“Kate?” the voice whispers again.
“Asshole?” I ask, feeling a spiral of tingly giddiness deep in my chest.Shit this was one of the times when Rune saved me. I need to fight for control of my thoughts. Pious cannot find out where Rune is.
Rune’s boots shuffle quickly over the gravelly floor and warm hands slip over my skin to my face. “Are you hurt?” His voice is brittle, shaky.
“What? How?” My words stumble out as I press the palms of my hands over his. “I…don’t understand.”
He drags his thumb gently over my jaw. Through the darkness I can just about make out his features, yet I know how close he stands from the warm fan of his breath on my cheeks.
“Those men…” I mumble, my stomach clenching painfully.
“Are no longer a problem,” he says darkly.
I stare at his shadowy figure, a twinge of bitterness bubbling in my chest. He and his alien friends did this; they caused all this crap to happen. Now he’s the one to come and save me. I raise my chin from his grip.
“But you. You’re still my problem.” I’m shaking, getting sick to my stomach again thinking about what’s outside the door.
“I was never the problem,” he whispers, inching closer.
I bare my teeth, wanting to lash out. “You and your kind destroying my world was never a problem?”
His hands, large and hot, press down against my shoulders, flattening my back into the wall. “I’m the one who came to save this world.”
“What?” I ask, pushing back against his weight. “I don’t understand. You said that...” but I stop, because I’m wrong. He never said anything. He never even told me his name.
“Rune,” he says into the darkness consuming us, sliding his hands off me.
“Ruin what?” I ask, mind racing.
“My name. It’s Rune,” he says, pronouncing it slowly.
Pious taps over the buttons and lights. “Where is he now? This is useless information, parasite!”
Parasite. Parasite! I’ll show him parasite.
I concentrate, focus on a thought, a memory from not so long ago. Something stupid and foolish I did, but maybe something that could help me now. I’ll make him see something I did that would make someone like Pious sick to his stomach with fear of the diseases I may carry.
“Stop fighting me, female.

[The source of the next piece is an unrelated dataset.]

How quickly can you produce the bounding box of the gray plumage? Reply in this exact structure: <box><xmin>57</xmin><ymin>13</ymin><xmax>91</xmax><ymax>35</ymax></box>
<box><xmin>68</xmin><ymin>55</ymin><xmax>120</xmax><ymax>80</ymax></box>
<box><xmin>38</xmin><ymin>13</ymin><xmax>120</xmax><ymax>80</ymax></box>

Your pathetic brain is no competition for our software.”
I start singing a song in my head, let the bass beat out a rhythm, until the song is overwhelmingly loud in my mind.
“What is that?” Pious asks, hearing the music.
The illusion opens up into a crowded club.There’s smoke and flashing colors of lights. A layer of sweat is slicked over my body as I dance with a stranger. His hands are on my skin, every inch of it that’s bare—and there’s a lot of it that’s bare. His shirt is fisted in my hands, lifted up to see the hard, muscular expanse of stomach beneath. His lips are on my neck, his tongue licking out and tasting my skin. He says filthy things into my ear.
I wanted to get lost that night, wasted, carefree for one night. I scored a hit of ecstasy from one of the guys I knew from my literature class and all I wanted to do was dance and fuck and run from reality for a while.
“I want to fuck you,” the stranger says.
I cringe at the memory of me being so reckless, but I smile at Pious as he watches me let a stranger fuck me in a filthy club bathroom.
More than once.
With no condom at all.
“Disgusting parasite!” Pious roars, ripping me out of the uploading station.
He tears at my faceplate and yanks it off as I scream and curse at him.
The last thing I see is his metal fist coming at me.